Flarestack Publishing, 2006 - £3.00
One look at the cover of this pamphlet and I’m 19 again, plunged into the dirt and energy of New York City and encountering a particular sort of New York muse. She’s about my age, a guy magnet (and knows it), and so creative that poems and paintings just spill out of her. The quality is wildly uneven, but you have to admire her confidence in flinging her work out there, even if it’s only bravado.
I can tell all this from the cover because it contains, in one back-to-front spread, a poem in the poet’s handwriting and two back-view sketches of naked girls, superimposed on a photo of the 14th Street IRT station. The poem is called ‘New York Lights’ and begins: “Art reviews;/ Calvin Klein sunglasses; champagne; designer diamonds/ set in adrenaline…” and ends, “If only the high could last forever.”
Inside is more of Harman’s artwork (capably reproduced by Flarestack’s colour printer; the pamphlet feels both slick and homemade) and 14 poems chronicling a love affair. The poems contain a good deal of what reads like teenage earnestness, but Harman has a real gift for imagery and rhythm.

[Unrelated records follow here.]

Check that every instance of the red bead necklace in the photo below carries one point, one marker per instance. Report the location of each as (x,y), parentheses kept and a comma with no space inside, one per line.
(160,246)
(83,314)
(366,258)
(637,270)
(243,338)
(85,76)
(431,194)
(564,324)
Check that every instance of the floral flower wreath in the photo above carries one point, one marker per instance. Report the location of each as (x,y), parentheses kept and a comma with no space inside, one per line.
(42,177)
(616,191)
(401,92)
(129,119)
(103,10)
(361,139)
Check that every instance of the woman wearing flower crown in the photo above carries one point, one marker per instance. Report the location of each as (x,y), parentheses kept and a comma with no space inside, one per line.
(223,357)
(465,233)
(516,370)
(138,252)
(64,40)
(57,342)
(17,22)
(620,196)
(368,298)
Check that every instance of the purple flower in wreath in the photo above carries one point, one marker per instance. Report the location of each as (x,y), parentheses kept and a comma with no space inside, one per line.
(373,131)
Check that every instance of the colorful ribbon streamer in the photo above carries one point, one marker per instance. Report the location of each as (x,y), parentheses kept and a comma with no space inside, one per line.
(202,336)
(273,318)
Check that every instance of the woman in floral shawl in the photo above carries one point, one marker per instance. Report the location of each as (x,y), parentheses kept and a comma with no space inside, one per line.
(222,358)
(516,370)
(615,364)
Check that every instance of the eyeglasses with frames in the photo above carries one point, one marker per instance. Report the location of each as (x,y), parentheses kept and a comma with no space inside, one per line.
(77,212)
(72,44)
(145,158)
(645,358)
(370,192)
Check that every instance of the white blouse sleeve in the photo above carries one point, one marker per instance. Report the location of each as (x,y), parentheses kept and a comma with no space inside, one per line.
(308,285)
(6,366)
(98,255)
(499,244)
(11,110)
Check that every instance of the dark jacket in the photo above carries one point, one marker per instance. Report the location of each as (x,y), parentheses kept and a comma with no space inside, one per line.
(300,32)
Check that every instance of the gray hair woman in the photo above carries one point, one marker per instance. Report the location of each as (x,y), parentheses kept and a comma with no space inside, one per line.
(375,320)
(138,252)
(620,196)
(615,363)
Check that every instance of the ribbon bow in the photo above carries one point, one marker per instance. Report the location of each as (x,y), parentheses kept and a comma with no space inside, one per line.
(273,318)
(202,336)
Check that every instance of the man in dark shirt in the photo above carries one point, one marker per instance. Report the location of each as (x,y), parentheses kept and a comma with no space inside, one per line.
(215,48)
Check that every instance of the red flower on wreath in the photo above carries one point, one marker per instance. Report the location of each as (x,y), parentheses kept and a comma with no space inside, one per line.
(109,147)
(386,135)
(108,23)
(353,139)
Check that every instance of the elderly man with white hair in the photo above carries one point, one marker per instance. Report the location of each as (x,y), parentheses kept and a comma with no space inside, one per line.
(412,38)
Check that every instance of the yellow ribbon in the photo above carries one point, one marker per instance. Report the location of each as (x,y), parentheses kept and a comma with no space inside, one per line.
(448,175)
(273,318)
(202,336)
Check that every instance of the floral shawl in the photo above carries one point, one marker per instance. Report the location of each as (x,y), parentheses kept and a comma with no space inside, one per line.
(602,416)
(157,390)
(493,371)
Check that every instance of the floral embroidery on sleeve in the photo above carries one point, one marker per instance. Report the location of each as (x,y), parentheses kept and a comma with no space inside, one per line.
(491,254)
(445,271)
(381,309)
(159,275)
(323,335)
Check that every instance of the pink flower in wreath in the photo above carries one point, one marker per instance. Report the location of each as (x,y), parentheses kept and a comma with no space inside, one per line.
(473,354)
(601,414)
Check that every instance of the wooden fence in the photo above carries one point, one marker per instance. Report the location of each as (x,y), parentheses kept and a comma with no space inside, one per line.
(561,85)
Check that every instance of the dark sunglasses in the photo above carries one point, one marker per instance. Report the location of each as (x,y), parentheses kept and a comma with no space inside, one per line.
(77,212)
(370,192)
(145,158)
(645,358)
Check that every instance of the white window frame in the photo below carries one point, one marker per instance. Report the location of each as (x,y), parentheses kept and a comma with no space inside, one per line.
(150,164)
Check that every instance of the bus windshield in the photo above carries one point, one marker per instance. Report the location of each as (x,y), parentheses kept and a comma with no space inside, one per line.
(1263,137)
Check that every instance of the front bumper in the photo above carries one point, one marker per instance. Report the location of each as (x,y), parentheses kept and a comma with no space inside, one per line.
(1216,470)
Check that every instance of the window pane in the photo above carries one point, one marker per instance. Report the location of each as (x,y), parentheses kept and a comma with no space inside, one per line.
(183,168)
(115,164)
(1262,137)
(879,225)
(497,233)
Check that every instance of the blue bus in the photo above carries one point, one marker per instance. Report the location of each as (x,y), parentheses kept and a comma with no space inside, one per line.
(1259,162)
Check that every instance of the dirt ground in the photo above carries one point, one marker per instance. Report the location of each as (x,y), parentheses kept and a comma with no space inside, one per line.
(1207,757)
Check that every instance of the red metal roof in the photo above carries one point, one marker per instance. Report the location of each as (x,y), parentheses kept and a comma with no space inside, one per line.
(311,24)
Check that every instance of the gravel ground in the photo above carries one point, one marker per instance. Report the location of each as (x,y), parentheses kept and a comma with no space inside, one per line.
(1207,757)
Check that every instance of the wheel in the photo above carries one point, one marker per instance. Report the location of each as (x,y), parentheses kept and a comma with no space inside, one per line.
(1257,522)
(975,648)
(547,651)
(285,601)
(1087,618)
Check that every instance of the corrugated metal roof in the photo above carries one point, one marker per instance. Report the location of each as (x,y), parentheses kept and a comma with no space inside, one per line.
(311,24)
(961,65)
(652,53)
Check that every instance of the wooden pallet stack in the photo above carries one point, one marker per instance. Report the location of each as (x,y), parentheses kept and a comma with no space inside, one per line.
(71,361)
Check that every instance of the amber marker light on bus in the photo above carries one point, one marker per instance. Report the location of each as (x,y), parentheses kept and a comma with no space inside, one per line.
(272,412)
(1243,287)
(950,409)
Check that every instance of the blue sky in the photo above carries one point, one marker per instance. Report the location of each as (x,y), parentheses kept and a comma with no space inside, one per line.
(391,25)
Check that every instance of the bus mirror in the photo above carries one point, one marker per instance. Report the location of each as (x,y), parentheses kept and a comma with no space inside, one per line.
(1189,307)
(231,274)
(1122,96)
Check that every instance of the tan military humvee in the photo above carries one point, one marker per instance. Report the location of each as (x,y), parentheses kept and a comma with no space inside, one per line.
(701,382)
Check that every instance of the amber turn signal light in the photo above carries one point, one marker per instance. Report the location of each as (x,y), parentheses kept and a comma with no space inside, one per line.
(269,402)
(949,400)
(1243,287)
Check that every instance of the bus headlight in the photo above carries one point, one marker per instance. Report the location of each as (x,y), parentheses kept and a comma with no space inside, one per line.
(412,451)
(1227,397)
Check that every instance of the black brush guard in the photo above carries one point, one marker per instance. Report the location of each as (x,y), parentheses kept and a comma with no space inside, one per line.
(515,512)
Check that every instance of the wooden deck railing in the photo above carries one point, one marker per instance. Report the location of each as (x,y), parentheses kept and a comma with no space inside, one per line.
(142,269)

There are moments when she speaks in the vatic voice of a Beat Poet:
There was no jazz or emotion in that city,
but the bricks of the apartment building were speaking
right into your dreams.
And there were graveyards drenched in sunlight nestled
among the hills,
but the dead were never silent.
But then she’ll undercut herself with pompous lines like, “The concepts I needed to understand to form a poem/ . . . were as complex as tears in the indigo–fuchsia dusk.” Still, she’s able to capture a surreal ride on the Staten Island Ferry and a meal in Chinatown (“In the evening, garbage perfumed the beautiful purple air . . .”) and that’s no mean feat.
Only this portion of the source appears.